Her shirt is white cotton. A salt wind lifts
the shining darkness of her hair. She sights into noon
 
like a pilot. Her father’s as not here as clouds
blown inland from sea to desert air. He crashed.
He was captured. No, drowned. This is his drowned heart
 
heavy in her hand. No, it’s her Kodak Brownie Starlet.
She holds and turns it toward her looking past its lens.

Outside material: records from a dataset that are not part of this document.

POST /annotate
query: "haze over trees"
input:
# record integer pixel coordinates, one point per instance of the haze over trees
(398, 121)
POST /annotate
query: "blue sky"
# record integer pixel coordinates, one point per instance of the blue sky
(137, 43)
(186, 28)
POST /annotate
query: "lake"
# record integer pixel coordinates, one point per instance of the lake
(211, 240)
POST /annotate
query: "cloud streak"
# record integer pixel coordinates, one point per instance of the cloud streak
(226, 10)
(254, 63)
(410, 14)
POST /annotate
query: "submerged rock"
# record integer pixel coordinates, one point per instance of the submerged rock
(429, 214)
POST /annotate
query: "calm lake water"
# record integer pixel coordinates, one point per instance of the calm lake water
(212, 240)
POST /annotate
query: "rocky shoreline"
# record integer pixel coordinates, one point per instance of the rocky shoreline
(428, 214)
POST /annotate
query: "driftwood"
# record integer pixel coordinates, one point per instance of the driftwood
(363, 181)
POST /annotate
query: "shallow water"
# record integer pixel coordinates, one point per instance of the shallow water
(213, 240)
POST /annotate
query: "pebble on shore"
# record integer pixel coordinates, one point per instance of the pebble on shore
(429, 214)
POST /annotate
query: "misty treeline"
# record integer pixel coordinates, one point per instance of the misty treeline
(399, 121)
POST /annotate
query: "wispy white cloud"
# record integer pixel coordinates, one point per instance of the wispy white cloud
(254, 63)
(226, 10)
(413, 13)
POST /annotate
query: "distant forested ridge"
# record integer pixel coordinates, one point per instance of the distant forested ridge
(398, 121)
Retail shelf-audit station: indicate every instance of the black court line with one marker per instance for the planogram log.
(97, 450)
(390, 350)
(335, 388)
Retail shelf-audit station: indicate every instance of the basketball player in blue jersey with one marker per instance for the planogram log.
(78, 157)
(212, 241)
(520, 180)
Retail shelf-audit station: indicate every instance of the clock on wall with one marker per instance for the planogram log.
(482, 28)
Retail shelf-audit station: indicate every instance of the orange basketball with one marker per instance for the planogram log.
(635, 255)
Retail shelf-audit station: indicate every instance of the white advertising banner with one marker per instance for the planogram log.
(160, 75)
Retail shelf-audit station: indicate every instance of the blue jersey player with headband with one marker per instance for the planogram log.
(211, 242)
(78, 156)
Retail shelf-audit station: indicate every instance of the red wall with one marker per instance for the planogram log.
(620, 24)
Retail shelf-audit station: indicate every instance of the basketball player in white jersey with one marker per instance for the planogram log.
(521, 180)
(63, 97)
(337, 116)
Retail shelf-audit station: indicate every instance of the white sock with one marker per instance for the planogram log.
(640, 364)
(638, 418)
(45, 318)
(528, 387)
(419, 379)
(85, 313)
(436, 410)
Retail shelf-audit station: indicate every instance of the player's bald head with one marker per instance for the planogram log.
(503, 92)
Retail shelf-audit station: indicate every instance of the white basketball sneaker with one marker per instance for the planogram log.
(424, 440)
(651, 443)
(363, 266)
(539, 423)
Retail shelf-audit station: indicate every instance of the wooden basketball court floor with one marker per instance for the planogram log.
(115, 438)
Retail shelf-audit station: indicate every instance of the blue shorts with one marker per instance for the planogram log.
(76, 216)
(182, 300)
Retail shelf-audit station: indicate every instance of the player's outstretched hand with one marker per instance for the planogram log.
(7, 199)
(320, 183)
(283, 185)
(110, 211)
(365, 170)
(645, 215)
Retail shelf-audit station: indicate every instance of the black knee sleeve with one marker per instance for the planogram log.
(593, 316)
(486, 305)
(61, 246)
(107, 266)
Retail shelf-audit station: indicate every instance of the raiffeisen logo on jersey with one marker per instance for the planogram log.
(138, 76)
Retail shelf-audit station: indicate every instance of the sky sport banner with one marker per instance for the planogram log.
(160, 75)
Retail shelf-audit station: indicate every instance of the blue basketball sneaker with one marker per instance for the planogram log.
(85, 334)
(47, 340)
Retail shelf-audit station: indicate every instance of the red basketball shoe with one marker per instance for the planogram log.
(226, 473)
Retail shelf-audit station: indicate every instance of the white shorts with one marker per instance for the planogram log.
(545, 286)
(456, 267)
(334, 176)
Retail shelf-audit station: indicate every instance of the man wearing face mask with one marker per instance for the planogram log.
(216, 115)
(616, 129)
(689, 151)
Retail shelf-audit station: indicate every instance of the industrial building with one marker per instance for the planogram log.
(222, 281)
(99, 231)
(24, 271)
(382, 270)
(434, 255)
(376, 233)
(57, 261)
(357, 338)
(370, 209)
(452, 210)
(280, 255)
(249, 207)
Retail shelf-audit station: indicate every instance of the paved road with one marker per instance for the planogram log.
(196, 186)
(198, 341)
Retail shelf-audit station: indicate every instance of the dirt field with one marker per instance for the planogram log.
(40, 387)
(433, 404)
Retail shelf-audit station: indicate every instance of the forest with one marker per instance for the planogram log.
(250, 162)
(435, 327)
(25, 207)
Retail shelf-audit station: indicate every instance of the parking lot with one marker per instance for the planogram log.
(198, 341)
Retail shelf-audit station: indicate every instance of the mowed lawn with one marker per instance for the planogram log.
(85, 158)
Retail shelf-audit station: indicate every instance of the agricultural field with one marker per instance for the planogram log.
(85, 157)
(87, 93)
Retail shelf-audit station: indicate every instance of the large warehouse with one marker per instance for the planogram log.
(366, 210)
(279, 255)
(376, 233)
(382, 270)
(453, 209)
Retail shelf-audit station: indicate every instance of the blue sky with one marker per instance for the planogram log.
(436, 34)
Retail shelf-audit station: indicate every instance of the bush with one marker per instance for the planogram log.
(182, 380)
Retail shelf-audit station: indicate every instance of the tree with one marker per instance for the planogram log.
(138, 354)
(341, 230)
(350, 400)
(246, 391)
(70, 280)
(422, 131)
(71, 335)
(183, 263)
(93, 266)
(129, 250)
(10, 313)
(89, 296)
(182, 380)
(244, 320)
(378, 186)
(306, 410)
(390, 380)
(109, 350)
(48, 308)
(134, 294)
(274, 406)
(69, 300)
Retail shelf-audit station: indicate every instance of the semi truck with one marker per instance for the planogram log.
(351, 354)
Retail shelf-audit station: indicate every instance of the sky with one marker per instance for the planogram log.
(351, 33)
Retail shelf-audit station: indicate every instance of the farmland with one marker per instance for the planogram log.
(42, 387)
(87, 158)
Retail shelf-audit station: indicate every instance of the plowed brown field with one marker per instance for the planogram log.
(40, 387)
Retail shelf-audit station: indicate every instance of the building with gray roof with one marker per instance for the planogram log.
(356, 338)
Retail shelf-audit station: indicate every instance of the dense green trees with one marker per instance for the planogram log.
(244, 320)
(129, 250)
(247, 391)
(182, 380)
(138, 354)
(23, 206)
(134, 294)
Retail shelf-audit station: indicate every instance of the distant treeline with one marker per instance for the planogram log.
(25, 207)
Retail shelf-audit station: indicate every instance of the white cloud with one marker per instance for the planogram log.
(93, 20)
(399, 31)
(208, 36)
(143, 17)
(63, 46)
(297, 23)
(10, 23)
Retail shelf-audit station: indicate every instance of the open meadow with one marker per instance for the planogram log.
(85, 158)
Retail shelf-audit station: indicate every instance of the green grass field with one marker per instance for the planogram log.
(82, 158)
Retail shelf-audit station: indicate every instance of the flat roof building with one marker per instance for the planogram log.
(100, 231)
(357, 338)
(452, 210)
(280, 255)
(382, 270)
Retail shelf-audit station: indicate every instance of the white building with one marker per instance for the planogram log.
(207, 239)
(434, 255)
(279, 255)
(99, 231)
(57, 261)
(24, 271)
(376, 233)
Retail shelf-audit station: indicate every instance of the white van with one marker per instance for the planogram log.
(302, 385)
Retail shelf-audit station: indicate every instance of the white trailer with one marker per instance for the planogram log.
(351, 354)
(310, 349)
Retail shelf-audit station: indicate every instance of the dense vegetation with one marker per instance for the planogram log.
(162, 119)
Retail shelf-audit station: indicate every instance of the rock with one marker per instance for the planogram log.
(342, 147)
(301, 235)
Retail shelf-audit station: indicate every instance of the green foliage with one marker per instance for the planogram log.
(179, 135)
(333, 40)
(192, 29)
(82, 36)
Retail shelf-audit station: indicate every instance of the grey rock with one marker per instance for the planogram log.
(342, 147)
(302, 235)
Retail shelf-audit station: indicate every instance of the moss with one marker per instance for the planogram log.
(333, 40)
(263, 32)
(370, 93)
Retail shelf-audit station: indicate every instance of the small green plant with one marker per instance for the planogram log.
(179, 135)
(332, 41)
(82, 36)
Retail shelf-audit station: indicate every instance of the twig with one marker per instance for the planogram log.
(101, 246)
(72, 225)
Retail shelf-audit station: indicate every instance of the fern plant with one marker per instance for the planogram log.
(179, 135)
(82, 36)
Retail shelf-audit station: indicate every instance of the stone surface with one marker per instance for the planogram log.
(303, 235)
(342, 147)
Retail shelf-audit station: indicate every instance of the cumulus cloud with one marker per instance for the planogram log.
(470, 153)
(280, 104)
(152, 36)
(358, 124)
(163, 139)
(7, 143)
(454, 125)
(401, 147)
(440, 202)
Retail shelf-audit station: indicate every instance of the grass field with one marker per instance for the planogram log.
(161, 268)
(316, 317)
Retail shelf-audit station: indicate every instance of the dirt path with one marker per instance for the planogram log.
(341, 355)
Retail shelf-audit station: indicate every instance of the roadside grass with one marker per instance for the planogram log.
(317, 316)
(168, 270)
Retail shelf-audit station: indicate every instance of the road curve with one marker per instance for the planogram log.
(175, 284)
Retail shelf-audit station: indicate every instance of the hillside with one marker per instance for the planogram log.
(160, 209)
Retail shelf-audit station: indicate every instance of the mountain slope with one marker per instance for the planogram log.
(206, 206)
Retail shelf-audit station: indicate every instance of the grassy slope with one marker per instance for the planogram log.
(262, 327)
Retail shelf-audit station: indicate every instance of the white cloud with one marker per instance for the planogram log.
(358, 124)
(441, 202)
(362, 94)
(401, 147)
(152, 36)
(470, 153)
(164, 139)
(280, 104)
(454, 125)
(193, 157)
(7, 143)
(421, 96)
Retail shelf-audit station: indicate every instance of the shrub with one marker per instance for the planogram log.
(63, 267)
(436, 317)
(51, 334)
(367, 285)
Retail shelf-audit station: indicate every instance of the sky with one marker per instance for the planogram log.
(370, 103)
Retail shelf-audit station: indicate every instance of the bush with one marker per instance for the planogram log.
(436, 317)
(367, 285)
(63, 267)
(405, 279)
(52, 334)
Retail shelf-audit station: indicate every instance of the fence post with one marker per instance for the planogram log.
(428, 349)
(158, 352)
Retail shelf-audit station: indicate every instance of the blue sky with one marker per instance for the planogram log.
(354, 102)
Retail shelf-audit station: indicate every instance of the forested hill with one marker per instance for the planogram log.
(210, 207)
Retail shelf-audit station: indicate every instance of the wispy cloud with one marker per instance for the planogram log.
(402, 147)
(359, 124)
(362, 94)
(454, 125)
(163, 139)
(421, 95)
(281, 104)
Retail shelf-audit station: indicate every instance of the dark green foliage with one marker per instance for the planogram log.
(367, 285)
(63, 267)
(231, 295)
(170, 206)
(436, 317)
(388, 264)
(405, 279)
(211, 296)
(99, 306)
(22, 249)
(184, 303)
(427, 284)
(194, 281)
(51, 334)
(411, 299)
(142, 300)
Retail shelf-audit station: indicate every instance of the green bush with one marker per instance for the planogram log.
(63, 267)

The photo will be black and white and square
 
and far away as JFK. She will send it to herself, where she is,
with him underneath the waves. Her mother is gone, too. No,
she’s pinning her hair to attend the service for a body
 
that’s not there. The Civil Air Patrol is looking
for her. No, it’s looking for him. Where
is her house? Her bed? Her little brother? She is his mother
 
now. No, she needs a mother, so lets the Dakon lens
look after her. In the photo JFK will be there
with his arm around her shoulder. No. Only bare sky
 
and bleached wood siding. Her dark eyes
narrowed against sun and the Brownie Starlet, looking.
In six months, she will have a new father. No,
 
she will have a new president, handsome like her father.
In sixty years, she will be sifting the sky for contrails.
“Hello, Daddy,” she will say. Or sometimes, “Hello, Mama.”
 
She was captured. No, she drowned. No, she’s breathing
salt air thick with ocean. She is here. At the base. JFK is on tv.
My mother’s dad is in the clouds. No, he is in the sea.